Locura de precios en el agua

Andrés Stumpf

El agua es uno de los bienes primarios con mayores diferencias de precios entre las distintas Comunidades Autónomas de España. Atendiendo a un estudio elaborado por la Organización de Consumidores y Usuarios (OCU), el precio del agua varía hasta en un 354,4% dependiendo de la zona en donde se viva. Así, una persona que viva en Murcia o Cádiz deberá pagar, consumiendo la misma cantidad de agua, aproximadamente 400 euros al año más que otra que viva en Palencia o en Guadalajara.

La razón de todo esto es que no existe un precio estatal para el agua, sino que cada ayuntamiento pone el precio que estima conveniente.
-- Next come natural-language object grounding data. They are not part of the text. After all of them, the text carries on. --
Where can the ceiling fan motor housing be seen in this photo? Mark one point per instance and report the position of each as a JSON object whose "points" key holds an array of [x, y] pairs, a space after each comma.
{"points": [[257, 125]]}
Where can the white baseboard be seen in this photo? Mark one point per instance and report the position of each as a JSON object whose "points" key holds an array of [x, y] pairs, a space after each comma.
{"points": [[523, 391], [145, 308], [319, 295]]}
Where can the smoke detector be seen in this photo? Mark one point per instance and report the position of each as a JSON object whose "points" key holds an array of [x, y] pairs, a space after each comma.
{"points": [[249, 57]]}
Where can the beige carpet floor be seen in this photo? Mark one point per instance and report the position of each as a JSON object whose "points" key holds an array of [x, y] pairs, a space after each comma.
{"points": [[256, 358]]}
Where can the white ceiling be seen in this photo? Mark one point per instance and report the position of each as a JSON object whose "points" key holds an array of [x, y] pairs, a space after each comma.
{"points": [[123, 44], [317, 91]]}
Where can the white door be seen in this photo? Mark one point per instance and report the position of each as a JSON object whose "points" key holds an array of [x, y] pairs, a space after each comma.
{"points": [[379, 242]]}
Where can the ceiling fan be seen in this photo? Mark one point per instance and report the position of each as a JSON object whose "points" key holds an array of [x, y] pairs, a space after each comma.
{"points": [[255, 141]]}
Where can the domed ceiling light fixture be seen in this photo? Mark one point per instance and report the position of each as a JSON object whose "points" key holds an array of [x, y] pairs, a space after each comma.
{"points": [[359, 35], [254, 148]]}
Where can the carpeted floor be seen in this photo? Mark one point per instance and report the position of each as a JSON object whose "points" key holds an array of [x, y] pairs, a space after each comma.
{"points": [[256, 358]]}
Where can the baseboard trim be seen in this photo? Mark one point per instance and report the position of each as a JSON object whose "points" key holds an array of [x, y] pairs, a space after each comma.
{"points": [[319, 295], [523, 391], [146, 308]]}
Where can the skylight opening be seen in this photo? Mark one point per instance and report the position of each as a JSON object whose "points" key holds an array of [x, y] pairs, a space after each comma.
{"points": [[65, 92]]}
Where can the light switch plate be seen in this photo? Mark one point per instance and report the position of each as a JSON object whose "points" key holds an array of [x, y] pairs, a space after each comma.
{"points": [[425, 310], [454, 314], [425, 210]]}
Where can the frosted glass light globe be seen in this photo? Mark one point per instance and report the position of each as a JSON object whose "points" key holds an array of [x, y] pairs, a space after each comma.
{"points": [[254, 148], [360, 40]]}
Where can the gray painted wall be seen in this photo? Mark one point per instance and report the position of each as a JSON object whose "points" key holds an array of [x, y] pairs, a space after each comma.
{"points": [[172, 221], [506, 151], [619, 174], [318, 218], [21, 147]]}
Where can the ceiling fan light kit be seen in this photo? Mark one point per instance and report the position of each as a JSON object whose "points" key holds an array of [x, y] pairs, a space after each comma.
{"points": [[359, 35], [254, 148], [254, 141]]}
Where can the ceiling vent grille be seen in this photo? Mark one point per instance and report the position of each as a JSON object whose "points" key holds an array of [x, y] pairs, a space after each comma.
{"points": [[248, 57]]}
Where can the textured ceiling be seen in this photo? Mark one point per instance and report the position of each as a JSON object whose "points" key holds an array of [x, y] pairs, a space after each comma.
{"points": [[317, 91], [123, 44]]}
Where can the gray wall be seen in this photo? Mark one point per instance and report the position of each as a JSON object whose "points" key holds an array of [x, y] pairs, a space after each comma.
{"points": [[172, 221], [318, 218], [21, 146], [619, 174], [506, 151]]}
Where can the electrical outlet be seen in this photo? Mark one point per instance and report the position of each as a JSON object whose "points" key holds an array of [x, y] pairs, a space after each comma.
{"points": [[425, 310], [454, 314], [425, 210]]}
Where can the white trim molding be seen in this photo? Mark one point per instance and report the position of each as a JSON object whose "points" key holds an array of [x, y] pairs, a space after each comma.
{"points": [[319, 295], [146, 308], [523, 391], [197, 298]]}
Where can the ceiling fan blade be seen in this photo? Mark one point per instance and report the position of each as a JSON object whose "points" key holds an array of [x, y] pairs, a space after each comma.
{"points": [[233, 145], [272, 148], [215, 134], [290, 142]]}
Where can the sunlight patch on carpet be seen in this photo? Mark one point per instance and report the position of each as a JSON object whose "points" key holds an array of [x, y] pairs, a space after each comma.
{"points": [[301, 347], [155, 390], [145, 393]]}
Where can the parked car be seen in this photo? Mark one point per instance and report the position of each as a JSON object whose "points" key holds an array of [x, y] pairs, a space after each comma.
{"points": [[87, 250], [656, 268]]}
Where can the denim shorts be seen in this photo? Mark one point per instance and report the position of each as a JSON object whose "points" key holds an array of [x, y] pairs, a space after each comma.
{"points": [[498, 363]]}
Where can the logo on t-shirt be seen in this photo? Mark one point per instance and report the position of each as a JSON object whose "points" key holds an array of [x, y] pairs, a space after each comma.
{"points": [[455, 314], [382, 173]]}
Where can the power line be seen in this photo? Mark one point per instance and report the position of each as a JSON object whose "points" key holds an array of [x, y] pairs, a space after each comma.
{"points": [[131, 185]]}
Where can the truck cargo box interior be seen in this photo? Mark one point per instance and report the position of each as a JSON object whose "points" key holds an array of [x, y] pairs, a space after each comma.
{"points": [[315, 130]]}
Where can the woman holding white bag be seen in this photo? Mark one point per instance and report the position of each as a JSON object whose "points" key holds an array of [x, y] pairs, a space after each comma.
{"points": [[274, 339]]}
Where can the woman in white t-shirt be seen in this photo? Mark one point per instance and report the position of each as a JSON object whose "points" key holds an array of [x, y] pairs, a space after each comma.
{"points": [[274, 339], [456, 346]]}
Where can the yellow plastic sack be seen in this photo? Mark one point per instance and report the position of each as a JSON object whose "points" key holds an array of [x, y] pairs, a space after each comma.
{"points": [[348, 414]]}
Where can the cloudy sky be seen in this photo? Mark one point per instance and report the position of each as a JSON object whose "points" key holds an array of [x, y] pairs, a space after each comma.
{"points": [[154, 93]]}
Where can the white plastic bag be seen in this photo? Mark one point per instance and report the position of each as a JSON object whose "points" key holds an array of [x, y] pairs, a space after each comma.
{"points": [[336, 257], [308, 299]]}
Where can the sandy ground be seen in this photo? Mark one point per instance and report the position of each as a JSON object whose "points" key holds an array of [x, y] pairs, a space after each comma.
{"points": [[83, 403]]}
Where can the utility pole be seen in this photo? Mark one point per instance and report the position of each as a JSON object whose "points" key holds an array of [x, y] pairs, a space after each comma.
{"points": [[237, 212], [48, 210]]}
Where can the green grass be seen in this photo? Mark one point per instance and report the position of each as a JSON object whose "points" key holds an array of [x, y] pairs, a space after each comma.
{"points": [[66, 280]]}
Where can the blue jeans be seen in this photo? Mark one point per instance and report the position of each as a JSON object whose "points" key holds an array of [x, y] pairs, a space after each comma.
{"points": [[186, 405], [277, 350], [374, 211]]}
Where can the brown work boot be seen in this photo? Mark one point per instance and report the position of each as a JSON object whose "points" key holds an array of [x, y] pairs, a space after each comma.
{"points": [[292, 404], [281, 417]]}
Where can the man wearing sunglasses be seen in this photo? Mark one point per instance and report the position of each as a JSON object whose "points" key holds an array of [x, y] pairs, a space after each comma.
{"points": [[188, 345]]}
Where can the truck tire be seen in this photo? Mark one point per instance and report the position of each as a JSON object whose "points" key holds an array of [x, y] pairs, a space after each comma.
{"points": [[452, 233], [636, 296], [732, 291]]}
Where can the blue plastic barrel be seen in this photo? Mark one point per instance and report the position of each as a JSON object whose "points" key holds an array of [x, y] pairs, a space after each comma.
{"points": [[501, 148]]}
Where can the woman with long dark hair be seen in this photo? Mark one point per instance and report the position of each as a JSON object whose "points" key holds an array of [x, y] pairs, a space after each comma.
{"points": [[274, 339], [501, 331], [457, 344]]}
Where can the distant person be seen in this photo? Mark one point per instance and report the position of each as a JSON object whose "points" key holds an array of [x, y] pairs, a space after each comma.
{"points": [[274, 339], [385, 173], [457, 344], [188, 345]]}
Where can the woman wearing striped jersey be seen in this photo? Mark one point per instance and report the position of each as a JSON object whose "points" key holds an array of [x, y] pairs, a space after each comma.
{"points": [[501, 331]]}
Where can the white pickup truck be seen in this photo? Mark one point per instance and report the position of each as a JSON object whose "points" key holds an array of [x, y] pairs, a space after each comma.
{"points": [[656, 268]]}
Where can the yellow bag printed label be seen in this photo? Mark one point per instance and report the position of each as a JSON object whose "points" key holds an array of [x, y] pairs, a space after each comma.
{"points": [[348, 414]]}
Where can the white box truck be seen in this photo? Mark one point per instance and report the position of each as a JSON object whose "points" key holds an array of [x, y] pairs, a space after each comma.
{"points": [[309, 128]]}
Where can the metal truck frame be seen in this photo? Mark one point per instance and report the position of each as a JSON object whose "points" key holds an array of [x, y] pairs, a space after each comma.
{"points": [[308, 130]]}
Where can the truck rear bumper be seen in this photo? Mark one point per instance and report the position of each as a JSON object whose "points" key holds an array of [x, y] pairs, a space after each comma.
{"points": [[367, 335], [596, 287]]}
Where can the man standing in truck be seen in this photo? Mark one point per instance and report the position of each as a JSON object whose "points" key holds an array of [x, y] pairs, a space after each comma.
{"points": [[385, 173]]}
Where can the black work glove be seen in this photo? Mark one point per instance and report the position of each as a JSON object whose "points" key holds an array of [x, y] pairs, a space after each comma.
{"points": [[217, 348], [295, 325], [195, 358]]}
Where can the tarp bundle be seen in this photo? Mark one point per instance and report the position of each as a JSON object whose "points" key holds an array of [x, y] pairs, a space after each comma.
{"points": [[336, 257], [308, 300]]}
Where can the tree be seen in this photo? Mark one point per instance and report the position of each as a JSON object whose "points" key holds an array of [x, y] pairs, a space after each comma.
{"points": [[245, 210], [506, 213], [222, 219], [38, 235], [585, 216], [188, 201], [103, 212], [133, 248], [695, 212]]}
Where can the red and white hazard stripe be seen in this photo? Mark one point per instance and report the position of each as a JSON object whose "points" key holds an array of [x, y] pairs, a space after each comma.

La variación, pues, responde a diferencias en cuanto a la disponibilidad, la calidad y a los procesos necesarios de captación, potabilización y depuración del agua de cada zona, según la web del sector del agua iAgua.

Es necesario tener en cuenta que el Instituto Nacional de Estadística (INE)  señala que el 65% del agua captada por las empresas suministradoras con medios propios procedió de aguas superficiales, el 30% tuvo su origen en aguas subterráneas y tan solo el 5% fueron otro tipo de aguas (desaladas del mar o salobres). De esta forma, en las regiones en las que hay poca disponibilidad de agua superficial, los precios son forzosamente más caros; y lo mismo ocurre en aquellas en las que se incluyen en la factura los distintos tratamientos que se realizan sobre el agua.

El portavoz de FACUA, Rubén Sánchez, reclamó una normativa nacional que ponga orden en este panorama y unifique criterios que simplifique estas facturaciones, además de que establezca una periodicidad de facturaciones -ahora suelen ser mensuales, bimensuales o trimensuales-, fije indemnizaciones por interrupción de suministro, presión, reclamaciones y atención al cliente, entre otros extremos.

Sin embargo, hasta la región más cara dista mucho de acercarse los precios del agua altos de Europa, según datos de la Asociación Internacional del Agua, y es  que, en la actualidad, los precios de este servicio en España son bajos debido a la existencia de  importantes subvenciones públicas.

Estas ayudas, que son sin duda positivas a la hora de permitir el acceso a un bien tan necesario como es el agua, tienen también su cara negativa en la cantidad litros que se desperdician. Al ser un bien barato, la población no tiene la conciencia de ahorro necesaria, con el consecuente impacto medioambiental y económico que esto supone. Según Ramón Tamames, catedrático de Estructura Económica, hemos entrado en una etapa de escasez y encarecimiento del agua, entre otros motivos, porque las tarifas de consumo actuales no castigan el derroche, que sería mejor solución que subir los precios.